Characteristic features of the pathology that point toward Crohn's disease are

  • Transmural pattern of inflammation, meaning that the inflammation may span the entire depth of the intestinal wall.
  • Grossly, ulceration is an outcome seen in highly active disease.
  • There is usually an abrupt transition between unaffected tissue and the ulcer.

Microscopic Pathology

Under a microscope, biopsies of the affected colon may show mucosal inflammation.

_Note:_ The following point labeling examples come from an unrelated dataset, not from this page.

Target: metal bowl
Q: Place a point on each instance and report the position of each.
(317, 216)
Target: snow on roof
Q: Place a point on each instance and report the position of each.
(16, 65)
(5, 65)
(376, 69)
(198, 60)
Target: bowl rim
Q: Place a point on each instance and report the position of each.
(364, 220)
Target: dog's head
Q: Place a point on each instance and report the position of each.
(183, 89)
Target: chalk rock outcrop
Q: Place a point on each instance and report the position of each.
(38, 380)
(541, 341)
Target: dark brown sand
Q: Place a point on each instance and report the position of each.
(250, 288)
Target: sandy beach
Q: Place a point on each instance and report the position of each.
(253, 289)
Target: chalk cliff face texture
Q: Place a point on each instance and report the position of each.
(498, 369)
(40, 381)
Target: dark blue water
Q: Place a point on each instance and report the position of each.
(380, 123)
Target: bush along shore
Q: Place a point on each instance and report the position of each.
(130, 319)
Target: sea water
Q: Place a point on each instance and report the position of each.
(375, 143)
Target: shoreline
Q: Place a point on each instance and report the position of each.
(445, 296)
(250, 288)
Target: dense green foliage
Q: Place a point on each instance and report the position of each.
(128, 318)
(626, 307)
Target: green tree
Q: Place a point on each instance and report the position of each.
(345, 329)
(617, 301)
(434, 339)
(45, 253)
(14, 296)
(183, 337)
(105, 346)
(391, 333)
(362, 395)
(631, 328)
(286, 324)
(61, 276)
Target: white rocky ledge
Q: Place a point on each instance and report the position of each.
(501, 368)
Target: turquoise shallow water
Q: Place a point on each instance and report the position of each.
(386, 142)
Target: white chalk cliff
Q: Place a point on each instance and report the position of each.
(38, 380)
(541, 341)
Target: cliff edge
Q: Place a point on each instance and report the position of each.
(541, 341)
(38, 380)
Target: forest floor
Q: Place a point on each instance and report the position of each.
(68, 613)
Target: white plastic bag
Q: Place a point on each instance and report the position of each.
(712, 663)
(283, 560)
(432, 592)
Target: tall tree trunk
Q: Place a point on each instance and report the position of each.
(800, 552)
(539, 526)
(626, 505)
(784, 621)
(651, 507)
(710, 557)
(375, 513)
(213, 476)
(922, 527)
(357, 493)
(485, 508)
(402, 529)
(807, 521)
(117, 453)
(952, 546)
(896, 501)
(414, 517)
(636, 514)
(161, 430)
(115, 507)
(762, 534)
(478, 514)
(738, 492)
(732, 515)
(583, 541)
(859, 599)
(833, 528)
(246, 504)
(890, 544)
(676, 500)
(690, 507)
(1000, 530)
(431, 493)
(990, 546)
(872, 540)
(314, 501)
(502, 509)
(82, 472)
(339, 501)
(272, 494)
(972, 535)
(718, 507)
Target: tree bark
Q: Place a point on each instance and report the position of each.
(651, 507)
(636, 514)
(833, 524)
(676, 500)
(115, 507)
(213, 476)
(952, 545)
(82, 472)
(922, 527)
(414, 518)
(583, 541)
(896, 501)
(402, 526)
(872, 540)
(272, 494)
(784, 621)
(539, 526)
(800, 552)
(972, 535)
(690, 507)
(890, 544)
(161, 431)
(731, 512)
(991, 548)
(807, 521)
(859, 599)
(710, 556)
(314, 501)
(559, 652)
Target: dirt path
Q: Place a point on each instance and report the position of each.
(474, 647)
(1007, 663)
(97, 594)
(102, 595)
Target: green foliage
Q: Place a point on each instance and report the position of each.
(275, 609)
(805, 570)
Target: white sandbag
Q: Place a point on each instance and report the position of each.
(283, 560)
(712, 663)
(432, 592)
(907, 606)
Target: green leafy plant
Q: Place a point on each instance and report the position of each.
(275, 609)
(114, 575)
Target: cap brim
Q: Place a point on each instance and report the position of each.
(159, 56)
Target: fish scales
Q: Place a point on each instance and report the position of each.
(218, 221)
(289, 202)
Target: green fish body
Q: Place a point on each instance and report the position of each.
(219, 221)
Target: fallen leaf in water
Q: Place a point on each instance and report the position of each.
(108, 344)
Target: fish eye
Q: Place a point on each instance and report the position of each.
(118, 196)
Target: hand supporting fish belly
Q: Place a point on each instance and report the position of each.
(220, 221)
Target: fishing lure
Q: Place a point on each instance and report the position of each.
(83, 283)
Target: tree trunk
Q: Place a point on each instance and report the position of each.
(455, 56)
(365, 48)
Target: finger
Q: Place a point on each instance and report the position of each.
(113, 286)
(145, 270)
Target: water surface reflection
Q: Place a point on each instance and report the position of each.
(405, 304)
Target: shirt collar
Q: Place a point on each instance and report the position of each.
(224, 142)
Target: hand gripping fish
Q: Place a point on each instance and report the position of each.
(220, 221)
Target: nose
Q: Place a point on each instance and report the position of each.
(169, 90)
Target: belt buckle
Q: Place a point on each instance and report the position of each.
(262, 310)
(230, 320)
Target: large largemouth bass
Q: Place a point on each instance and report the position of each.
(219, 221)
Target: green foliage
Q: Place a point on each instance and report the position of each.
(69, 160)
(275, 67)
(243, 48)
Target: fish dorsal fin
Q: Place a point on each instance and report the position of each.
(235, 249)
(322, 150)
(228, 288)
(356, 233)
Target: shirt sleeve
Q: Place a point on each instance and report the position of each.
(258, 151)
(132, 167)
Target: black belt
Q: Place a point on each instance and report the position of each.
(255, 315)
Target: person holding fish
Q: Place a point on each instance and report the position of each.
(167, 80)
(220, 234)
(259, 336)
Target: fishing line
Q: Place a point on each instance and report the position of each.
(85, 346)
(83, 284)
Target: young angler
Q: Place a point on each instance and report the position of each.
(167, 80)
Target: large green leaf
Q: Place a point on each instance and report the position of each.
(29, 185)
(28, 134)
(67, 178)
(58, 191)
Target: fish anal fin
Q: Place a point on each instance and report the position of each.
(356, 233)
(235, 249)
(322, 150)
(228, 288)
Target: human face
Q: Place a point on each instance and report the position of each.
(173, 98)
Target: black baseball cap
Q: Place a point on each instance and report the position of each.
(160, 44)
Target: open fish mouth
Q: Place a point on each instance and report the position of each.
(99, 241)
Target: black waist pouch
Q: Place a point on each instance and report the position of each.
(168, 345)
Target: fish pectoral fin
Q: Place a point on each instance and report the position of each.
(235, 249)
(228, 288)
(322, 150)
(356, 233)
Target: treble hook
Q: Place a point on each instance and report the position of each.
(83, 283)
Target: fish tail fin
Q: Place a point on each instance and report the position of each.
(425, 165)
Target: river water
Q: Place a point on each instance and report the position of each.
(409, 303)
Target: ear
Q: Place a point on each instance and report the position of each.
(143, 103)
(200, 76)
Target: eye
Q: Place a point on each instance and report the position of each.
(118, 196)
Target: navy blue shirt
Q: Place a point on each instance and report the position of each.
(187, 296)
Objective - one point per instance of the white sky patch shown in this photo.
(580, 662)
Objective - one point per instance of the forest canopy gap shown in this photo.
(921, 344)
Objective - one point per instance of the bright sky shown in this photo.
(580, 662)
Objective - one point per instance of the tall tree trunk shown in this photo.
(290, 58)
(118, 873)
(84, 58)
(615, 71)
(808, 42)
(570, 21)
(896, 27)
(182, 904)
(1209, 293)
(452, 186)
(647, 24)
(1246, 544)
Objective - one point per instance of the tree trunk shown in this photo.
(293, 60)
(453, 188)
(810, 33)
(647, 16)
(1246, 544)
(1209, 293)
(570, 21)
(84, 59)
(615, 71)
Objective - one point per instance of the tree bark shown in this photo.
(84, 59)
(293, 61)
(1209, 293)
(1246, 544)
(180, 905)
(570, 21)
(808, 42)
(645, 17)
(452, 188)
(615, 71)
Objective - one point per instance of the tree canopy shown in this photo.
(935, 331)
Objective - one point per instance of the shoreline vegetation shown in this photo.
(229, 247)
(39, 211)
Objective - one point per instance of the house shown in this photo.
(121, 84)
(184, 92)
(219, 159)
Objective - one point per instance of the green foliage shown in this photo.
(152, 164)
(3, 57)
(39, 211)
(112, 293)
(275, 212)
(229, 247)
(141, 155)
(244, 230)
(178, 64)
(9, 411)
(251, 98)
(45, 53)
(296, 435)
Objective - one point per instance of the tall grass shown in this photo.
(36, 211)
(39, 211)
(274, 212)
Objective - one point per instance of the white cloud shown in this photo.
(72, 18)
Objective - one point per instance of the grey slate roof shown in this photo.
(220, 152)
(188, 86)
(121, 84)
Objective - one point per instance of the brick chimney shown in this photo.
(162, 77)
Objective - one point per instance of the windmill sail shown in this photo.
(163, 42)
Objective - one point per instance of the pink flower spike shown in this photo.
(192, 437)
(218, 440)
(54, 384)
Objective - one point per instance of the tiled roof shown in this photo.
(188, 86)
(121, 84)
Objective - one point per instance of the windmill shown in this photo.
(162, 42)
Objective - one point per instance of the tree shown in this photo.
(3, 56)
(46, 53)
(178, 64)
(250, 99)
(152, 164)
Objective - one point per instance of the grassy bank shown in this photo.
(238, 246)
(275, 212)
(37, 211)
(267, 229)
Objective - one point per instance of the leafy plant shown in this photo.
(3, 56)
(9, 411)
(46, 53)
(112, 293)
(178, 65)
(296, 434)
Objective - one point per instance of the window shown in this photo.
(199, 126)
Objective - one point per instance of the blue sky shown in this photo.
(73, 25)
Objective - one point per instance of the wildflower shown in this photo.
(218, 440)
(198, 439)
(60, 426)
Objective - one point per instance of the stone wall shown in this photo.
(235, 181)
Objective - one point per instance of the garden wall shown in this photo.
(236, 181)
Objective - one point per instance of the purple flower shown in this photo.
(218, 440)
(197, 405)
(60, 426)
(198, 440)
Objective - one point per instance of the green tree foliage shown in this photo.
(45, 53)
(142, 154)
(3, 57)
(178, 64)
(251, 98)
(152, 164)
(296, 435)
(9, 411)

  • Transmural inflammation results in formation of lymphoid aggregates throughout the wall of the colon. This inflammation is characterized by focal infiltration of neutrophils, a type of inflammatory cell, into the epithelium. This typically occurs in the area overlying lymphoid aggregates. *These neutrophils, along with mononuclear cells, may infiltrate into the crypts leading to inflammation (crypititis) or abscess (crypt abscess).
  • Granulomas, aggregates of macrophage derivatives known as giant cells, are found in 50% of cases and are most specific for Crohn's disease.
  • The granulomas of Crohn's disease do not show "caseation", a cheese-like appearance on microscopic examination that is characteristic of granulomas associated with infections such as tuberculosis.
  • Biopsies may also show chronic mucosal damage as evidenced by blunting of the intestinal villi, atypical branching of the crypts, and change in the tissue type (metaplasia).
  • One example of such metaplasia, Paneth cell metaplasia, involves development of Paneth cells (typically found in the small intestine) in other parts of the gastrointestinal system.[5]
H and E section of colectomy showing transmural inflammation.

References

  1. Cuthbert A, Fisher S, Mirza M; et al. (2002). "The contribution of NOD2 gene mutations to the risk and site of disease in inflammatory bowel disease". Gastroenterology. 122 (4): 867–74. PMID 11910337.
  2. Ogura Y, Bonen DK, Inohara N, et al. A frameshift mutation in NOD2 associated with susceptibility to Crohn's disease. Nature. 2001 May 31;411(6837):603-6.
  3. Cobrin GM, Abreu MT. Defects in mucosal immunity leading to Crohn's disease. Immunol Rev. 2005 Aug;206:277-95. PMID 16048555
  4. Prescott NJ, Fisher SA, Franke A, Hampe J, Onnie CM, Soars D, Bagnall R, Mirza MM, Sanderson J, Forbes A, Mansfield JC, Lewis CM, Schreiber S, Mathew CG. A nonsynonymous SNP in ATG16L1 predisposes to ileal Crohn's disease and is independent of CARD15 and IBD5. Gastroenterology. 2007 May;132(5):1665-71. PMID: 17484864.
  5. Crawford JM. "The Gastrointestinal tract, Chapter 17". In Cotran RS, Kumar V, Robbins SL. Robbins Pathologic Basis of Disease: 5th Edition. W.B. Saunders and Company, Philadelphia, 1994.